Resources

Local Law 97

Local Law 97 (LL97), part of the Climate Mobilization Act in New York City, requires buildings over 25,000 square feet to meet strict carbon emissions limits to reduce citywide emissions - about 70% of which come from buildings - by 40% by 2030 and 80% by 2050 (from 2005 levels).

Each building receives an annual emissions cap based on type and size, and exceeding it triggers fines of $268 per metric ton of CO2e, potentially totaling millions for large properties.

Compliance strategies include energy efficiency retrofits, HVAC electrification, and renewable energy, while the law’s phased limits - initially modest (2024-2029) but much stricter after 2030 - have pushed owners, especially of older buildings, to invest heavily in decarbonization, making LL97 one of the most ambitious building-focused climate laws globally.

Local Law 95

Local Law 95 (LL95) works with NYC’s benchmarking and labeling rules to make energy efficiency grades easier to understand.
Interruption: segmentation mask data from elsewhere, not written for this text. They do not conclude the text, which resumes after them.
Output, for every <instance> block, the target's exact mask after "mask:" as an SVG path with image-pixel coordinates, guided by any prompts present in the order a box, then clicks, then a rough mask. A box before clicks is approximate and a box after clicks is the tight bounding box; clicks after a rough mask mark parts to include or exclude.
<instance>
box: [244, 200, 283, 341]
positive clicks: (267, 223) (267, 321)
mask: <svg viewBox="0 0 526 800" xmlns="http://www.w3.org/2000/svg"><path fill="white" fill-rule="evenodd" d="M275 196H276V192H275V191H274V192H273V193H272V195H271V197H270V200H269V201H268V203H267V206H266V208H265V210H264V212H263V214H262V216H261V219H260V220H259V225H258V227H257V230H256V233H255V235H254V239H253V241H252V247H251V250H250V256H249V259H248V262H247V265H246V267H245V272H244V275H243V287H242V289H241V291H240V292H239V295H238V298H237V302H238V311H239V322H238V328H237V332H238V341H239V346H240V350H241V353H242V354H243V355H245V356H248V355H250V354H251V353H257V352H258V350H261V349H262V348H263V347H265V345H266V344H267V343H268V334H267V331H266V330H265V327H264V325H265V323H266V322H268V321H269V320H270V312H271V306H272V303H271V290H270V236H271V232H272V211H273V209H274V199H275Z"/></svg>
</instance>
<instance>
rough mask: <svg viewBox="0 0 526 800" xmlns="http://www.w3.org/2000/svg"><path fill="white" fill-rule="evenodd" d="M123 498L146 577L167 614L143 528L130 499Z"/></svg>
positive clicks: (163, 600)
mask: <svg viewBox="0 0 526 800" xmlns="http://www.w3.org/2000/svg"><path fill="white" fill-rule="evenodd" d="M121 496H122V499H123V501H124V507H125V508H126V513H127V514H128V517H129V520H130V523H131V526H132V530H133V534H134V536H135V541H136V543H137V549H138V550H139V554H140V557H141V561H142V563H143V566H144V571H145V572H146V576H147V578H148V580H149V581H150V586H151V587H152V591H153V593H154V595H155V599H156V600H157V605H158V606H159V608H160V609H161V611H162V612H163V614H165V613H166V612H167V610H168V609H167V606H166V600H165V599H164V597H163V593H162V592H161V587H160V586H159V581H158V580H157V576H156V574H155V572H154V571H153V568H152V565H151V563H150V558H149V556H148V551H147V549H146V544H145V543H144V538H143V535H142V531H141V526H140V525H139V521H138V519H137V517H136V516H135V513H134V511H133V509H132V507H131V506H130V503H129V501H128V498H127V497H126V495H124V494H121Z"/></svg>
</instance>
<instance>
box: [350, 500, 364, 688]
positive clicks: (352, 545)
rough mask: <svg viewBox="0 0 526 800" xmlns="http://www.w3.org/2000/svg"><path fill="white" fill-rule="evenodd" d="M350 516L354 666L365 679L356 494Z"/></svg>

It requires clear criteria for how benchmarked performance - including ENERGY STAR scores where a building receives one - maps to the letter grade shown on required entrance postings, so tenants and the public can interpret labels consistently across properties.

Together with Local Law 33 (what you must post) and Local Law 84 (annual reporting), LL95 helps lock in transparent score-to-grade translation. Owners still file usage data on schedule; the law’s emphasis is on predictable bands for the displayed grade, including outcomes when benchmarking is missing, when a property is exempt, or when it is outside ENERGY STAR coverage.

Local Law 33

Local Law 33 (LL33) adds public transparency on top of NYC’s energy benchmarking rules. Covered buildings that submit annual usage data under Local Law 84 must obtain an energy efficiency score and a posted letter grade (similar to a restaurant-style A through F scale) that summarizes performance relative to peers. The goal is to make efficiency visible to tenants, visitors, and buyers - not only to regulators.

The score and grade are derived from the same benchmarking ecosystem as ENERGY STAR and city reporting: when a property earns an ENERGY STAR score, that score feeds into NYC’s methodology for assigning the grade. Buildings that cannot receive a score still have reporting obligations and grade treatment spelled out in Department of Buildings rules. Owners must display the label near each public entrance, so compliance is about signage and timing, not just filing data once a year.

LL33 does not replace LL97; it complements carbon limits and penalties with market-facing disclosure. Poor grades can affect leasing conversations and asset reputation even before a non-compliance fine accrues under LL97, which is why many owners treat benchmarking, labeling, and decarbonization planning as one integrated workflow.